EUR/USD & GBP/USD Analysis – The EUR/USD moved lower on Wednesday but rebounded from its lows as yield differentials continue to favor the greenback. A narrowing of the Eurozone current account surplus help the greenback gain traction. Support on the currency pair is seen near an upward sloping trend line that connects the lows in March to the lows in June and comes in near 1.0922. Momentum has turned negative as the MACD (moving average convergence divergence) index generated a sell signal. This occurs as the spread (the 12-day moving average minus the 26-day moving average) crosses below the 9-day moving average of the spread.
Eurozone current account surplus narrowed in May. The Eurozone posted a current account surplus of EUR 30.8 billion in May down from EUR 36.4 billion in the previous month. The data still points to a marked widening of the current account surplus in the second quarter, thanks to a wider trade surplus.

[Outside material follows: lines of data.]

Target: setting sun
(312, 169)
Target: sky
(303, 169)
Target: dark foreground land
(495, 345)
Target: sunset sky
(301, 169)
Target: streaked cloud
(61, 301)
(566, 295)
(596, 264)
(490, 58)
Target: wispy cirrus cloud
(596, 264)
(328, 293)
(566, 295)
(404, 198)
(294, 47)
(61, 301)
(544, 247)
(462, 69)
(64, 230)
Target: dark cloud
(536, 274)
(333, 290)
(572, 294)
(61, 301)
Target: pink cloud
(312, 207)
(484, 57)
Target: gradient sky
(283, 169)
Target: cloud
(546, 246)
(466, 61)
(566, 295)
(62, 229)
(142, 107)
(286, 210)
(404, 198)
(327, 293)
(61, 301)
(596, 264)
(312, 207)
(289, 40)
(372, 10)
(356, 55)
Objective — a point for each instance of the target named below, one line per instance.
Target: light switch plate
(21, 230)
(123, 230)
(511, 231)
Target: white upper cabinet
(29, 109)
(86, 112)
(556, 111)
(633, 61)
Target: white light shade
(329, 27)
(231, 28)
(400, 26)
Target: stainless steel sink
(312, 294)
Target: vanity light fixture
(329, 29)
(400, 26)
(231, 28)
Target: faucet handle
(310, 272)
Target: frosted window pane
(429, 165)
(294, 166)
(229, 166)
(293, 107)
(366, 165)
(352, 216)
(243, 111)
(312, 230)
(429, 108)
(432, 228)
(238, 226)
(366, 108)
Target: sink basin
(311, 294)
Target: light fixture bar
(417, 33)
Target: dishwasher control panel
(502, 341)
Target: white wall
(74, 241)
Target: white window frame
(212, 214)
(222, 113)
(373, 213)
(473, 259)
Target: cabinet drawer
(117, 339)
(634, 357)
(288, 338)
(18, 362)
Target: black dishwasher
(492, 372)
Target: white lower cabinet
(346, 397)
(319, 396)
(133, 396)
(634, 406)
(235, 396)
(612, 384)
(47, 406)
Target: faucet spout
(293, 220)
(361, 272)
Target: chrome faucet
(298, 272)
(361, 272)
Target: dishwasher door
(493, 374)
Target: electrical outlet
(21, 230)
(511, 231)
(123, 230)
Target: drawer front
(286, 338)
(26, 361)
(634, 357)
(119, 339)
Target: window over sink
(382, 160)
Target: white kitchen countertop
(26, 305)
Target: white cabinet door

The GBP/USD pair bounced slightly during the course of the session on Wednesday, as we continue to grind back and forth. Ultimately though, this is a market that seems to be very soft so therefore it’s likely that an exhaustive candle above will be reason enough to start selling. The 1.35 level above seems to be a bit of a “ceiling” in this market, and with the United Kingdom leaving the European Union it makes quite a bit of sense that we continue to the downside over the longer term. I have no interest in buying this pair.